DUBLIN, Ohio (AP) Jason Day started the final round three shots behind the leaders and poised to crack the top 25 at the Memorial for the first time. In the end, though, it was more of the same in the Australian’s adopted hometown.
The No. 1-ranked player in the world had a double bogey and five bogeys in a 2-over 74 on Sunday that left him tied for 27th place at 9 under – six shots out of a playoff that William McGirt won over Jon Curran.
In seven previous appearances at Muirfield Village, a club where he happens to be a member, Day missed three cuts and never managed to finish above a tie for 27th place. The disappointing result Sunday came after decent rounds of 66 on Thursday and 68 on Saturday, with a 71 wedged in on Friday.
”Today was just all over the shop,” Day said. ”I just wasn’t that sharp out there, missing greens with wedges in the hand. I just wasn’t as sharp as I would have liked to have been, but it is what it is. … Hit it in the water twice.

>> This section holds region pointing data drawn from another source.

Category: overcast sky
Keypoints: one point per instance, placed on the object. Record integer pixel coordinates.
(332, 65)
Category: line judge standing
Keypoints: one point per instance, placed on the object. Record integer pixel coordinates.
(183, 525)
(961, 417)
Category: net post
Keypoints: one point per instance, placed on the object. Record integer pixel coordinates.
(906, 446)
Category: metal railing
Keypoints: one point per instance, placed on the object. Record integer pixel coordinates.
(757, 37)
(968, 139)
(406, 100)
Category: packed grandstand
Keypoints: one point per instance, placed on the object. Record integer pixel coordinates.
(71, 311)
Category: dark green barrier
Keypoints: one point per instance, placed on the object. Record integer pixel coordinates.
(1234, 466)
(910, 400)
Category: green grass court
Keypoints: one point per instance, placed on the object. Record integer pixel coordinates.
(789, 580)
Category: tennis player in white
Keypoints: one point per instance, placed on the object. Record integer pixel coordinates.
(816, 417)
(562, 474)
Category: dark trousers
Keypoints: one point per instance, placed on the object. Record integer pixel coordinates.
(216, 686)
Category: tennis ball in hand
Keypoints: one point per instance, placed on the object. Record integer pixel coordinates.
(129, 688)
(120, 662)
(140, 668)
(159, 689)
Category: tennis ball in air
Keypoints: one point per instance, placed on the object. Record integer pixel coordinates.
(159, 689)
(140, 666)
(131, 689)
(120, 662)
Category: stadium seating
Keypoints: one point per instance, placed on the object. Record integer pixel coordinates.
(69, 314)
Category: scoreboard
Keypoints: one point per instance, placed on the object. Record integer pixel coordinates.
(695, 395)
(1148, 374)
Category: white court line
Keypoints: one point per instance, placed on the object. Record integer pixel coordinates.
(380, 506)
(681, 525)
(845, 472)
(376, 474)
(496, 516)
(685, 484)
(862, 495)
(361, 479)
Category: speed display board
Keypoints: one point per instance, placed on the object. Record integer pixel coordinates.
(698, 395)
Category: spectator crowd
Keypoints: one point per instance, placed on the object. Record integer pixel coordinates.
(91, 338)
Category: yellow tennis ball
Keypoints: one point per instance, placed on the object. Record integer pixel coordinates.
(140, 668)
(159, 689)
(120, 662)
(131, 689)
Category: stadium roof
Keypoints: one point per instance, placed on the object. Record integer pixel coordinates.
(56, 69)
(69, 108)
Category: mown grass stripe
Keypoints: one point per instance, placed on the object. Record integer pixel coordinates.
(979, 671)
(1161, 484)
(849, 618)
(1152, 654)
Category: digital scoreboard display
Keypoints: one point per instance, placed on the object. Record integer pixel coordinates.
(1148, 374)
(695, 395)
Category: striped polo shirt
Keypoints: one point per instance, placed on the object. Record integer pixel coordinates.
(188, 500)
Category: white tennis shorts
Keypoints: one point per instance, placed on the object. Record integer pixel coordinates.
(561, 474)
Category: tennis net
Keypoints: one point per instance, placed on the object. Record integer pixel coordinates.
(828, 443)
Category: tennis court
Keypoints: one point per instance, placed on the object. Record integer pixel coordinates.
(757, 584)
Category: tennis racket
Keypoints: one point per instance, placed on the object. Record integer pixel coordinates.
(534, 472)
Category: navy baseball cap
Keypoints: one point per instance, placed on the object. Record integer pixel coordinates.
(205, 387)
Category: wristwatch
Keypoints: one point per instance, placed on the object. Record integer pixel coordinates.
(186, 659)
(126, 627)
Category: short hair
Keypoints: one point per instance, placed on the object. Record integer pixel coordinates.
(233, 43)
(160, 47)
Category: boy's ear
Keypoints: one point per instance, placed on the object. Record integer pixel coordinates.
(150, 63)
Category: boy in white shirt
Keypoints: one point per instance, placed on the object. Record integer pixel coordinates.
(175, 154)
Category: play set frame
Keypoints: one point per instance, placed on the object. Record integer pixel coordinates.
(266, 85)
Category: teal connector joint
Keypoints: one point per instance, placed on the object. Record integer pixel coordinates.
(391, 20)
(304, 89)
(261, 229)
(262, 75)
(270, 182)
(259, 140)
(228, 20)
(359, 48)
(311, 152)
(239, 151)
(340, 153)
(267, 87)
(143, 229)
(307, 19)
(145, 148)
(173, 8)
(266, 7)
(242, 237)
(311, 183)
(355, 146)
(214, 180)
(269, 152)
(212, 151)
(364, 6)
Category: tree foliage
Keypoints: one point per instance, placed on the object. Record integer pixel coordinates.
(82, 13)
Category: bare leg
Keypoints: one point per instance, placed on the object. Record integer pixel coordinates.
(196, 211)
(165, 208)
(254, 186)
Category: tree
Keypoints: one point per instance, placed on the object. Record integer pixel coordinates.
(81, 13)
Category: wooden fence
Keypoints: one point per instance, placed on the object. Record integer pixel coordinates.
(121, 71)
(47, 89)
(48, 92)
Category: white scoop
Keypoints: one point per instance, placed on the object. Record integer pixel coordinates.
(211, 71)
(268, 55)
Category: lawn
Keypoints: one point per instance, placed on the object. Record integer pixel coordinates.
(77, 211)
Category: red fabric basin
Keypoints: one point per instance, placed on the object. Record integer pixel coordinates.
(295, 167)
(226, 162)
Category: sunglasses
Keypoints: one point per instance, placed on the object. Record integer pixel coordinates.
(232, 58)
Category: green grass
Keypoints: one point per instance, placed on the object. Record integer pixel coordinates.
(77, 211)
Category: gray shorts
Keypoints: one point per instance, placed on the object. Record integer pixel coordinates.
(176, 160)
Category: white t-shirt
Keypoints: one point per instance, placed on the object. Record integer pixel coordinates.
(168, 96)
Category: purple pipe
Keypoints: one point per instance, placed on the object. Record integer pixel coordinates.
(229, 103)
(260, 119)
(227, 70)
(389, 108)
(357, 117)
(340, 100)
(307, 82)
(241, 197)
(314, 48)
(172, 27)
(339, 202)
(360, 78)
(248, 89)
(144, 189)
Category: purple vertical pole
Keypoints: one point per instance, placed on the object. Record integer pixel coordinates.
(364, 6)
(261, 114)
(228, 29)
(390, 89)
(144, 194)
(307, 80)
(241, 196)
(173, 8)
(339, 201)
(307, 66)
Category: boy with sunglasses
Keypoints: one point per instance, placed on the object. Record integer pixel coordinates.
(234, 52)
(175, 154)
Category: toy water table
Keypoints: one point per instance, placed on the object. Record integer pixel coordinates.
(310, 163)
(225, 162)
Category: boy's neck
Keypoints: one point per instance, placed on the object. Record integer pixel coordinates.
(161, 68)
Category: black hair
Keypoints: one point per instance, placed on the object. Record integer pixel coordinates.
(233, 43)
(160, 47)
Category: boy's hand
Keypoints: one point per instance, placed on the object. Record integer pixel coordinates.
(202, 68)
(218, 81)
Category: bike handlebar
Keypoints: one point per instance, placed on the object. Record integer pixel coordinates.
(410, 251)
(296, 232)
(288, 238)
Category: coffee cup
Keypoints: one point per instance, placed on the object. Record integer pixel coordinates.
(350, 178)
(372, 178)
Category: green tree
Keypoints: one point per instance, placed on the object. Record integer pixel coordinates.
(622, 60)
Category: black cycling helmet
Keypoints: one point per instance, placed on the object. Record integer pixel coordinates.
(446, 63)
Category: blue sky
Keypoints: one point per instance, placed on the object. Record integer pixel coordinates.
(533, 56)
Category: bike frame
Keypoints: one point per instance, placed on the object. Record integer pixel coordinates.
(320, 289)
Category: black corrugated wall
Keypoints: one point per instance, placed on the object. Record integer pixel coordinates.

You just can’t do it when you’re trying to win a tournament.”
But if the 28-year-old Day is overly concerned about the stumble, he’s certainly not showing it. He’ll rest a couple days, then begin preparations for the U.S. Open in two weeks at Oakmont in Pennsylvania. He said his problems are small ones.
“I’ve just got to tidy a few things up with the long game,” said Day, who makes his home in suburban Columbus. ”It’s not that bad, because Thursday and Saturday I hit great. Off the tee was great, and to the greens was fantastic, Friday and today I just wasn’t sharp.”
Day said after the success of the past several months – he won the Arnold Palmer Invitational and World Golf Championships-Dell Match Play in March and was coming off a victory May 12 in the Players Championship – it’s easier to shake off a lousy outing and get back to work.
”Everyone was asking earlier this year why I wasn’t winning, and I just said it’s a process, and it’s the same thing (now),” Day said. ”I think if it doesn’t show up (at the U.S. Open), it’s going to show up somewhere else, and as long as I keep working hard it’s going to happen again. I just have to focus on getting the process right, and if I can do that maybe the U.S. Open will time perfectly and I can peak there and play well there.”
Day wasn’t the only player to stumble at the Memorial after coming off a tournament win.
Second-ranked Jordan Spieth, who picked up his eighth PGA Tour victory last week at the Colonial, barely made a peep at the Memorial, finishing in a tie for 57th at 3 under.
”Didn’t have my best stuff this week, but just didn’t make great decisions when I needed to give respect to the golf course,” Spieth said. ”And that’s something I’m going to have do at Oakmont. So I recognize that. We’re still running on momentum. Got to get some fresh legs and get ready to go.”